Dedikleriyle kafamı iki yana sallayıp ağlamaya başladım.
-"Ağlama!"
Kendini sakinleştirmeye çalışırmış gibi yukarı baktı ve konuştu.
-"Emin ol, ileride bu yaptığım şey için gelip bana teşekkür edeceksin."
Devam etti.
-"Merak etme ölmeyecek. Ambulansı aradım."
Yalan söylüyordu. Eğer ambulansı aramış olsaydı görürdüm.
-"Yalan söyleme! Ne ara aradın ambulansı?Ben niye görmedim o zaman."
-"Ben yalan söylemem sarışın, aradım ama göremezdin zaten."
-"Niyeymiş o?"
Cevabını çok merak ediyordum, bakalım bu sefer nasıl bir bahane bulacaktı.
-"Çünkü o sıra, babanın içeri girmemesi için kapıyı kapatmaya çalışıyordun." Dedi.
Olacakları önceden tahmin edip de ambulansı mı aramıştı yani? ya da babamın kan kaybından ölmesi için, hala yalanını sürdürüyordu. Ama bu yaptıkları kendi aleyhine olmaz mıydı? babam ölse, polisler silahtaki el izlerinden Kıraç'ın suçlu olduğunu anlardı. Ölmese gidip polislere şikayet eder, böylece Kıraç adam yaralamaktan yine suçlu olurdu.
Ama doğru ya, atladığım bir şey vardı. Kıraç zengindi, parası ve avukatları vardı. Her türlü, bu işin altından sıyrılırdı.
Babamı bu kadar kolay vurabildiyse, eminim daha önceden de sayısız suç işlemiş, ama parası sayesinde yatmaktan kurtulmuş olmalıydı.
Ben bunları düşünürken onun kolumdan tutup çekiştirmesiyle düşüncelerim bölündü.
-"Nereye götürüyorsun beni? bıraksana kolumu, acıyor!"
diye seslendim ama cevap vermedi.
-"Nereye gidiyoruz? sana diyorum! bir kez cevap versen ölür müsün!"
-"Eve!" diye bağırdı.
-"Ne?... Benim bir evim yok! O yüzden bırak kolumu."
Diyerek kolumu çekiştirdim. Ama bırakmayıp daha da sıkı tuttu.

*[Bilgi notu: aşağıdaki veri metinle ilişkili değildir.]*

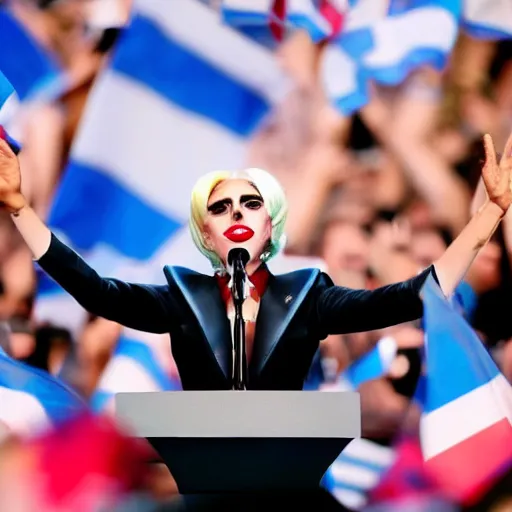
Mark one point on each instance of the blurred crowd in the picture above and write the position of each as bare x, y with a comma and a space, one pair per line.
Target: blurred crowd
377, 196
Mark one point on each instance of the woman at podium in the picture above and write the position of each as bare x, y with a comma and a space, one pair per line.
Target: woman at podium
284, 316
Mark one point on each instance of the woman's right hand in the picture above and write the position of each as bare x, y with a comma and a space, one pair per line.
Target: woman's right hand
10, 179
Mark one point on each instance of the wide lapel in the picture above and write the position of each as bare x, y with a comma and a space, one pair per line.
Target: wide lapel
203, 296
279, 304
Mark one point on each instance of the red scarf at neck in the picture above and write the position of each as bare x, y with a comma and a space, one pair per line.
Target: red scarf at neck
259, 279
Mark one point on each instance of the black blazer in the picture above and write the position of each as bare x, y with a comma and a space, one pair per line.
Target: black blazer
297, 310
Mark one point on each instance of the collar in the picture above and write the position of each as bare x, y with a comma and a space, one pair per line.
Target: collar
259, 279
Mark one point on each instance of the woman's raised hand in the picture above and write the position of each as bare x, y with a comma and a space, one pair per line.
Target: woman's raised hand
11, 197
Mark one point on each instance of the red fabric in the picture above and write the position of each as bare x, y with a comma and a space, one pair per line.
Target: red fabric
87, 461
277, 22
333, 16
408, 477
259, 279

Yetişemediğim adımlarını daha da hızlandırarak
-"Benim evime gidiyoruz sarışın. Madem babanı öldürmeme izin vermedin, o zaman güvende olmak için yanımda kalman gerekiyor. Ne olur ne olmaz, bakmışsın bir gün yine kapına dayanmış." dedi.
Duyduklarımla küçük çaplı bir sarsıntı yaşadım.
Tam ona Dilan teyze'nin yanında kalacağımı söyleyecektim ki, konuşmama izin vermeden önceliği kendisine aldı.
-"Sakın bana o Dilara teyzen midir nedir, onun yanında kalacağını söyleme. O kadının daha kendine hayrı yok, seni nasıl koruyacak?"
Aklımı okumuştu sanki. Dediklerinde haklıydı ama yine de onunla aynı evde yaşamak istemiyordum.
-"Hayatta olmaz. Seninle aynı evde kalmam ben!"
-"Seç!" diye bağırdı yürümeyi durdurarak.
-"Ölüm mü, benim yanım mı? merak etme sarışın, yemem seni." dedi göz kırparak.
Göz kırptığında, o gözünü çıkarmak istemiştim.
Önümdeki seçeneklere baktığımda ikiside birbirinden beter gelmişti. Ama yaşamak için Kıraç'ın yanını seçmem gerekiyordu. Ne kadar zor olabilirdi ki değil mi?
Odamın kapısını kilitler, yeme ve tuvalet ihtiyaçlarım haricinde odadan çıkmazdım.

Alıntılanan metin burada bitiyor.